On the way out of my local library last week, I spotted The Revenge of Analog by David Sax on the “new books” shelves. The sub-title is “Real Things and Why They Matter,” which is oddly confusing. I guess I had no idea that real things had ceased to matter or that analog was particularly “real.” Design Magazine did a brief review of this book a while back and I was entertained by the gushing over vinyl records, as I usually am. Revenge spends the first chapter raving about how and why vinyl records have made a big comeback. I think Sax has the how down pat, but is a little fuzzy on the why.
Jack White, the big proponent of vinyl who has yet to make a record that doesn’t sound like shit, has a quote in Revenge that seems to sum up his philosophy, “With vinyl, you’re down on your knees. You’re at the mercy of the needle. You watch the record spoin and it’s like you’re sitting around a campfire. It’s hypnotic.” I have not problem imagining X-geners and Millenials wanting to be down “on their knees” to mediocre technology, but “romance” and messing with cleaning records and putting up with manufacturing defects and high prices don’t seem compatible to me. White, like his idol Neil Young, claims “the actual sound of analogue is ten times better than that of digital.” If that were true, Young would have made a second decent record and White would have made at least one.
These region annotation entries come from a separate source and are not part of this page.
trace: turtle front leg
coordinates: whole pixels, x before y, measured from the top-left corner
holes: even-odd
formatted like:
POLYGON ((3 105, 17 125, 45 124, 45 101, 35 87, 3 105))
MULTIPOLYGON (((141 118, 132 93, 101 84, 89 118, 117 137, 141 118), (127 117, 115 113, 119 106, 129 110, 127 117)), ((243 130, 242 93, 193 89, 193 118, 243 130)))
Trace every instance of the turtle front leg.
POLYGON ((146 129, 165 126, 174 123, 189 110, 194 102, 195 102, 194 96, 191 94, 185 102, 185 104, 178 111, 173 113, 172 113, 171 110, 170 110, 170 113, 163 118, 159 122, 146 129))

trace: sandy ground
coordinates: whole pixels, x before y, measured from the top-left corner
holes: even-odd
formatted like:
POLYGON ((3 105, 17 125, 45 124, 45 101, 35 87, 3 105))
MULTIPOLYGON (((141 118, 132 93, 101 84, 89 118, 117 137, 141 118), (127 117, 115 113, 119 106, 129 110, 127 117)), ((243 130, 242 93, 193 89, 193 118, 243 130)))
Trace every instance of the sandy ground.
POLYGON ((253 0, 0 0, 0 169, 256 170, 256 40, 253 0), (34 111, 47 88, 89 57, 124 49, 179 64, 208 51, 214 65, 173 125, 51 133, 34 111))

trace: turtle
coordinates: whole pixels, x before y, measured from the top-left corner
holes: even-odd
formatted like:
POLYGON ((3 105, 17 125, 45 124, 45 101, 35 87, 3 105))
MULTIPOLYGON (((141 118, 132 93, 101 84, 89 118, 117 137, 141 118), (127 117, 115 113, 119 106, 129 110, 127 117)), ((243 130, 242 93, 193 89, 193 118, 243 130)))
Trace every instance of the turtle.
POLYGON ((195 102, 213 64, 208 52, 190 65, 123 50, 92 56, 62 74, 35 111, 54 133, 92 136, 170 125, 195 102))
If you read Revenge, don’t expect technical competence. Statements like, “Digital music takes an analog sound wave and translates it into 1’s and 0’s, inevitably sacrificing chunks of information, and sound, in the process. Usually, digital files are compressed to a smaller size to make them easier to download and stream, and their volume levels are jacked up to compensate. But none of that really matters to the vast majority of music listneers, who aren’t really that concerned about sound quality.” You might think Sax would have passed something this stupid by someone who knows something about audio engineering, but you’d be wrong.
The book does make one solid point in the chapter on vinyl, though. In explaining why “digital data” is at fault for devaluing popular music,:the ease at which decent recordings can be made with digital technology put the lie to the idea that artists are a rare commodity. With 8 billion people on the planet, it’s pretty hard to imagine that world wouldn’t produce twenty to fifty million musical geniuses. With access to professional quality recording equipment available to most of those few hundred million musicians, the result is a flood of brilliant, original popular music (and hundreds of millions of dramatically lessor talents) and a swamped buying public.
Sax’s take on the studio recording process is even more open-mouthed baffled and impressed. He is so enamored with the past that he didn’t even bother to ask if analog tape and vinyl have any sonic drawbacks. Likewise, when he finally discovers live music, he writes, “a great live band is a bolt of lightning, and an iPod is a lightning bug.” Imagine what he would think if he were to attend an orchestra concert?
The 2nd chapter is titled “The Revenge of Paper.” You’d think it would be about books and magazines, but it’s about a fashion accessory called the “Moleskine notebook.” There is a chapter for “The Revenge of Print,” but since I’m reading this book on my Android tablet it may not carry the appropriate clout, at least in my case.